Ein gelernter Fotokaufmann, der nicht nur Sängerknabe war, sondern später deren Präsident. Ein Wirtschaftskammerfunktionär, dessen Achse zum langjährigen Bürgermeister Michael Häupl (SPÖ) legendär war - und mit dem er die Saison an der Alten Donau traditionell mittels Bootsausflug eröffnete. Walter Nettig war in der Wirtschaft und der Politik in Wien über Jahre hinweg eine prägende Figur. Nun ist er im Alter von 85 Jahren verstorben.

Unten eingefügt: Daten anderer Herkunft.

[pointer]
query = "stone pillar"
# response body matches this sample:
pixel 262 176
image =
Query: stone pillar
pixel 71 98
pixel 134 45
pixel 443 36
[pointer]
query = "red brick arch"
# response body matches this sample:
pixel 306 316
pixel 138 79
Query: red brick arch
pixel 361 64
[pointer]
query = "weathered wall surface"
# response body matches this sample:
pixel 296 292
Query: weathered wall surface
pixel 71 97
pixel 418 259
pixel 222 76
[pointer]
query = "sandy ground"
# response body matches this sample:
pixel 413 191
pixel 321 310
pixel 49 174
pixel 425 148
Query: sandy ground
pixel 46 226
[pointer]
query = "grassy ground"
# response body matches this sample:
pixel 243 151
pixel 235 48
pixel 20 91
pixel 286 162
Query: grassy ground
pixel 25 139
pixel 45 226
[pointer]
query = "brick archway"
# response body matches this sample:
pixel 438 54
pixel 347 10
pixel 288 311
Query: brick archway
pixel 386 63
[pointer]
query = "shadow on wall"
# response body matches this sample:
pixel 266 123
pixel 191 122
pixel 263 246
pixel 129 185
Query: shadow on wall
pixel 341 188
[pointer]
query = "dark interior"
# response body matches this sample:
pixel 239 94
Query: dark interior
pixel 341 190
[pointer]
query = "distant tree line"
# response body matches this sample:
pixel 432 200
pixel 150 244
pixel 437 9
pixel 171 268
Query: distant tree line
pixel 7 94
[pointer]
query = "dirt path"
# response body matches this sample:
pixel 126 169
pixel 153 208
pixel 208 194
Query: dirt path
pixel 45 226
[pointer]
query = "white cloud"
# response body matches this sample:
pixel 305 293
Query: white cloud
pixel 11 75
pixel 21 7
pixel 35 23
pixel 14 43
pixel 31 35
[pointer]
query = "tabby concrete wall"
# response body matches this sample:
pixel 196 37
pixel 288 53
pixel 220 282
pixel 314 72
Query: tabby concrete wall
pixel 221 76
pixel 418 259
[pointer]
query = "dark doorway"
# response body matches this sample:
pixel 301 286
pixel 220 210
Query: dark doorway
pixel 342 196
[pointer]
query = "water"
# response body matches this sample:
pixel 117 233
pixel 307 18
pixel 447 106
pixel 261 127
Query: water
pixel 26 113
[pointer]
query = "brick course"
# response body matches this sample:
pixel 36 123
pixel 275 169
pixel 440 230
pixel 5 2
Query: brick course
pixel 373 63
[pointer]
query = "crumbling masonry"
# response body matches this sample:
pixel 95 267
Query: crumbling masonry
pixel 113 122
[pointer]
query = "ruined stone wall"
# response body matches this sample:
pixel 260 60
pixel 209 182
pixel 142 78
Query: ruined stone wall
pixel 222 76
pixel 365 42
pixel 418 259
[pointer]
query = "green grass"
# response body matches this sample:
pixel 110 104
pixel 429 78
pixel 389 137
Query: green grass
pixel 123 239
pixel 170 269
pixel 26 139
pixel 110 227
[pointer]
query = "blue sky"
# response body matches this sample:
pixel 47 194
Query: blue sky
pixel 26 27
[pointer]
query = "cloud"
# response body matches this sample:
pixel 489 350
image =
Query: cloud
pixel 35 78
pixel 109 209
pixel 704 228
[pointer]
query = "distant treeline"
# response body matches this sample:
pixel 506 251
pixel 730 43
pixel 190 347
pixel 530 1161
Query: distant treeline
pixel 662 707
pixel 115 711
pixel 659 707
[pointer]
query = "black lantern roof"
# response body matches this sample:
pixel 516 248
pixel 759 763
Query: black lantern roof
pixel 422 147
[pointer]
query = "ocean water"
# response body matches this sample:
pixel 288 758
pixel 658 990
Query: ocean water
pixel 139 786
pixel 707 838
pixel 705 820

Die Sängerknaben begleiten den am 7. Juni 1935 geborenen Wiener seit früher Kindheit, als er selbst Mitglied im Chor war. "Ich bin seit meinem neunten Lebensjahr berufstätig", erinnerte sich Nettig in einem früheren APA-Interview an die "dichte Zeit" samt Stimmtrainings, Reisen und Internatsleben. 2008 folgte eine Rückkehr zu den Wurzeln: Er wurde für einige Jahre selbst Präsident des Vereins der Wiener Sängerknaben.
Australien
Zwischen Karriere als singender Jüngling und Präsidentschaft lag ein abwechslungsreiches Leben. Nach seiner Jugendzeit bei den Sängerknaben absolvierte der spätere Kommunalpolitiker zunächst eine Ausbildung im Fotobereich und ging dann nach Australien, wo er sich unter anderem als Zuckerrohrschneider verdingte. Dies seien einige der schönsten Jahre seines Lebens gewesen, beteuerte er stets.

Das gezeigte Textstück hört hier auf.